The GEO data and our own verification data both show that the expression level of ATP1A2 is significantly reduced in aneurysms. Therefore, it is very interesting to reveal the molecular mechanism that regulates the reduction in ATP1A2 expression. TFs are one of the most important molecules that regulate gene expression by directly binding to the promoters of target genes. 34  Thus, to identify the TFs that regulate the expression of ATP1A2, the Signaling Pathways Project database is used to predict the TFs that bind to the promoter of ATP1A2. 28 A total of 103 TFs were obtained under the limit of ‘human’ in the Biosample Category and FDR <0.05. Then, we further screened these 103 TFs in Group 1 and Group 2 with adjusted p‐values <0.05. Twenty‐six TFs in Group 1 and fourteen TFs in Group 2 were eligible (Figure 6A, C). Among them, four TFs (AR, ARID3A, MXI1 and PGR) had the same expression pattern in Groups 1 and 2 (Figure 6B, D). To identify the TFs that potentially regulate ATP1A2, we performed Pearson's correlation analysis of ATP1A2 and common TFs (AR, ARID3A, MXI1 and PGR) in Groups 1 and 2 (Figure 6E, F).
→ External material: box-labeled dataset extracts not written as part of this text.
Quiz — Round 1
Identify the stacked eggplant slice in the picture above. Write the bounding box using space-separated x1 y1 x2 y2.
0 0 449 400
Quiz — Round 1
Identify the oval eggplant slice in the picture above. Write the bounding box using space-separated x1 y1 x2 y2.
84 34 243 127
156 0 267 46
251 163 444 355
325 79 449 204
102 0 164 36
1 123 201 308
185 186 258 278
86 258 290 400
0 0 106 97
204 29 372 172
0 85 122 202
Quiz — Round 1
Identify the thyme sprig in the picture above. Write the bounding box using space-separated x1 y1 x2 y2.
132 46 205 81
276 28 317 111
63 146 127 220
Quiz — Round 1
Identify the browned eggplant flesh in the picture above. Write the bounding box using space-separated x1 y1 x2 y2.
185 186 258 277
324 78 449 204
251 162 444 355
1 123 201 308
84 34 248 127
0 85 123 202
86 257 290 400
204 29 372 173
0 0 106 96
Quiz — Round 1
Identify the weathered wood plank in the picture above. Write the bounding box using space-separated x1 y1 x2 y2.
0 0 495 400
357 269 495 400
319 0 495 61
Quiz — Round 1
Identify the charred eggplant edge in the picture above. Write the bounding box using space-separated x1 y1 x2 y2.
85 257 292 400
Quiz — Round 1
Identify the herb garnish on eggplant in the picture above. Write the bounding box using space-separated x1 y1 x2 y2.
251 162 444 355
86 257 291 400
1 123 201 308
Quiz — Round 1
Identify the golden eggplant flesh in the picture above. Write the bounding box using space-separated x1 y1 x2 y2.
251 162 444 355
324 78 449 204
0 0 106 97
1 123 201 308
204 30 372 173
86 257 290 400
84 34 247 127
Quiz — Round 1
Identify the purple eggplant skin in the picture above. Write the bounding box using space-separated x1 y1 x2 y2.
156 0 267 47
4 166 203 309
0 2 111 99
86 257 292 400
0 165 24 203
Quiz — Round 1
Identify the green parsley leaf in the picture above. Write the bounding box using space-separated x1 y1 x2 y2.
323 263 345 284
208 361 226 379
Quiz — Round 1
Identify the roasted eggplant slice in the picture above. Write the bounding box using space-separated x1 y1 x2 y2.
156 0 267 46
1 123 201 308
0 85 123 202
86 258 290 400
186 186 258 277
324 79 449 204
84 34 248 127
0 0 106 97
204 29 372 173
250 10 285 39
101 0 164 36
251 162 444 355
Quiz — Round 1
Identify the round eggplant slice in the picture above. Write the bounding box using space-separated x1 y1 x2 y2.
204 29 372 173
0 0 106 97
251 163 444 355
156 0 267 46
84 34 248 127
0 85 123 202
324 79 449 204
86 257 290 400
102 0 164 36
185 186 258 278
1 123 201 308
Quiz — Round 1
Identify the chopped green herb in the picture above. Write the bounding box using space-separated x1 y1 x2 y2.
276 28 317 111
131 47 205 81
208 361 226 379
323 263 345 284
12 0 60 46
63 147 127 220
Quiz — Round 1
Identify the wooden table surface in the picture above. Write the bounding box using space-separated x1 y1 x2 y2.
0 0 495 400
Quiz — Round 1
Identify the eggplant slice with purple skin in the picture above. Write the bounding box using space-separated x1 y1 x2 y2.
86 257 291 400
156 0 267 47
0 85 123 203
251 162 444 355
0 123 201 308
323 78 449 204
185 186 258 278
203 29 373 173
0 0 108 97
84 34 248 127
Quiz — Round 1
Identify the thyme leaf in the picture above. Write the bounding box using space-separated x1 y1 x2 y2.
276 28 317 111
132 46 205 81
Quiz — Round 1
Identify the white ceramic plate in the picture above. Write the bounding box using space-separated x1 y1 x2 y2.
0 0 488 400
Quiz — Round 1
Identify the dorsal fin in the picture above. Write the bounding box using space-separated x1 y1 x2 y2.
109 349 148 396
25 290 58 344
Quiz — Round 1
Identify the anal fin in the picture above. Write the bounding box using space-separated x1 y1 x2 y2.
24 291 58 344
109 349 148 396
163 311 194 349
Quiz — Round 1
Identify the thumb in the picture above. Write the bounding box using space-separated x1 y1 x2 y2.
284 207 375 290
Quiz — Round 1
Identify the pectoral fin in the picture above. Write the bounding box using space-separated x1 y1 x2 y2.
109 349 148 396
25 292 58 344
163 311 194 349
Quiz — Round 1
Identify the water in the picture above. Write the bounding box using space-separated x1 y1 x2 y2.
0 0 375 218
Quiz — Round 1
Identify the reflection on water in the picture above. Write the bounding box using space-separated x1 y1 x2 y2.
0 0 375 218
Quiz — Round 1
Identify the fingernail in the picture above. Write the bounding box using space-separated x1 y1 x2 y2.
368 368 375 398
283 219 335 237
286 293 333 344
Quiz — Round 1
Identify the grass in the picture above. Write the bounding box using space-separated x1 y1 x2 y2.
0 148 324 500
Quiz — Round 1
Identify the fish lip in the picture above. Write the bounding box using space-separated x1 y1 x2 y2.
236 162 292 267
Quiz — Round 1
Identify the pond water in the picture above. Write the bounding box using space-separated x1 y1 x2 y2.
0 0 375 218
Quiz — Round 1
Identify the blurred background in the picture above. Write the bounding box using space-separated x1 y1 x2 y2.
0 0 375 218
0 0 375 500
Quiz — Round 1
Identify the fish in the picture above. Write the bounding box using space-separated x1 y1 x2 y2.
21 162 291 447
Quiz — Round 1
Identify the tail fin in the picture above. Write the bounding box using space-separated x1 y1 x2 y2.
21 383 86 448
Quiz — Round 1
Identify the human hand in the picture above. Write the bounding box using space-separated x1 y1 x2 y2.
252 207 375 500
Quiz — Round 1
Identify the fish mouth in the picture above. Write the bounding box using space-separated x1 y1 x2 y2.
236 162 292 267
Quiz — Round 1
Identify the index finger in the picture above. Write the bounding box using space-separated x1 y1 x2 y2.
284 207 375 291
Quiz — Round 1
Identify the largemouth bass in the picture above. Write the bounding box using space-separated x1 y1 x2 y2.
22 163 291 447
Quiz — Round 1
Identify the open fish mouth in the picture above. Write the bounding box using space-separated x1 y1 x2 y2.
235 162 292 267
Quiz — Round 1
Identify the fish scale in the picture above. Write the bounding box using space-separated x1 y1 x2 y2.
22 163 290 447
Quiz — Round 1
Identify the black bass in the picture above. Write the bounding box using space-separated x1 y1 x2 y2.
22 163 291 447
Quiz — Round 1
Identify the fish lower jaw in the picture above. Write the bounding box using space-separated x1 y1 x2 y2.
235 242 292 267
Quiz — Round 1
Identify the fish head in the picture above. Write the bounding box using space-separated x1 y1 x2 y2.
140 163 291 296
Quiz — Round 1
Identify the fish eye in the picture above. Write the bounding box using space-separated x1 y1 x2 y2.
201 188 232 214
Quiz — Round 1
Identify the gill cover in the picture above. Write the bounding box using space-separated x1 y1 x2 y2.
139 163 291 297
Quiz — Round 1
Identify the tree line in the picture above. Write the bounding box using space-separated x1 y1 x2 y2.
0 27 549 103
By applying absolute value of correlation coefficients >0.5 and p‐values <0.05, AR and ARID3A were shown to be correlated with ATP1A2 in both Group 1 and Group 2; specifically, AR was positively correlated with ATP1A2, and ARID3A was negatively correlated with ATP1A2 in the two groups (Figure 6E, F).

FIGURE 6.

FIGURE 6

Correlation analysis of ATP1A2 and potential TFs. (A, C) Heatmaps show the significantly expressed TFs that target ATP1A2 in Group 1 (A) and Group 2 (C), which are filtered by the Signaling Pathways Project database. (B, D) The expression levels of 4 common TFs (AR, ARID3A, MXI1 and PGR) in Group 1 (B) and Group 2 (D) are shown in boxplots. (E, F) Correlation analysis of ATP1A2 and four common TFs in Group 1 (E) and Group 2 (F)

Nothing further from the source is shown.